Updated 19 March 2026

This article accurately summarises the House of Lords’ decision in Knuller v DPP [1973] AC 435. The core legal principles discussed — the recognition of conspiracy to corrupt public morals as a common law offence following Shaw v DPP [1962] AC 220, and the principle that courts no longer create new criminal offences — remain historically accurate statements of the law.

However, readers should be aware of important subsequent legal developments. The offence of conspiracy to corrupt public morals, as a common law conspiracy, was significantly affected by the Criminal Law Act 1977. Section 5(3) of that Act preserved common law conspiracies to corrupt public morals and to outrage public decency, while abolishing most other forms of common law conspiracy.

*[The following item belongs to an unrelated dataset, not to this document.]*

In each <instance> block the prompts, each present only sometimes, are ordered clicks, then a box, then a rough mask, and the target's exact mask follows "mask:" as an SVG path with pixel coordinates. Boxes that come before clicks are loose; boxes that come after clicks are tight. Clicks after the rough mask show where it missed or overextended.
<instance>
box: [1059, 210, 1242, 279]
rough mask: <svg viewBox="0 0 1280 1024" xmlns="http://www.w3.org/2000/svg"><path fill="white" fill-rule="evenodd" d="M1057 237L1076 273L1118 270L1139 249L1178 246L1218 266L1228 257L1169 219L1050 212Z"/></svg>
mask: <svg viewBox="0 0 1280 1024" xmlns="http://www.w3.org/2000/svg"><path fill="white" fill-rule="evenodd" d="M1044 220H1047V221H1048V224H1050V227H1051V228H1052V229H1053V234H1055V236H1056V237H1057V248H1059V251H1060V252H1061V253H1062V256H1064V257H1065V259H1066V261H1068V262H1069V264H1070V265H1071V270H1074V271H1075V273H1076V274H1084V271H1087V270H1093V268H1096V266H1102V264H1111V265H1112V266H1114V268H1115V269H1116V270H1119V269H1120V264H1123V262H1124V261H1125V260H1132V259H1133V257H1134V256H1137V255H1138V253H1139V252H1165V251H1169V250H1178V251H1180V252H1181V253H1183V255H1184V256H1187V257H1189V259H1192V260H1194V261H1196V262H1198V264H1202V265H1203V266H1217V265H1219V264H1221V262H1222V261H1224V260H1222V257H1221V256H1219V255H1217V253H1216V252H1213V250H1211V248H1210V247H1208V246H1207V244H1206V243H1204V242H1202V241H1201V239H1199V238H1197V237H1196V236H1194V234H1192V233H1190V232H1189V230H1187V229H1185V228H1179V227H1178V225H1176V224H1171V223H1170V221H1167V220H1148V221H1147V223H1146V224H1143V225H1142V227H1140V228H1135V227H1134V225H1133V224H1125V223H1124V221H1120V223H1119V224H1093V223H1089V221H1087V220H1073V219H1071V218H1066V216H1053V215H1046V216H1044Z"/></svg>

The offence therefore survives in a modified statutory framework.

More broadly, the context of the case — the criminalisation of the advertisement of homosexual contact — is now of historical interest only. The Sexual Offences Act 1967 (which had decriminalised certain homosexual acts between consenting adults in private) was the backdrop to the original litigation, but the law has changed substantially since. The Sexual Offences Act 2003 comprehensively reformed sexual offences law in England and Wales, and the Equality Act 2010 provides strong protections against discrimination on grounds of sexual orientation.

The principle that courts cannot create new criminal offences, affirmed in this case, was further confirmed by the House of Lords in R v Rimmington; R v Goldstein [2005] UKHL 63. This article remains a useful summary of the case itself, but students should situate it within these broader statutory and social law changes.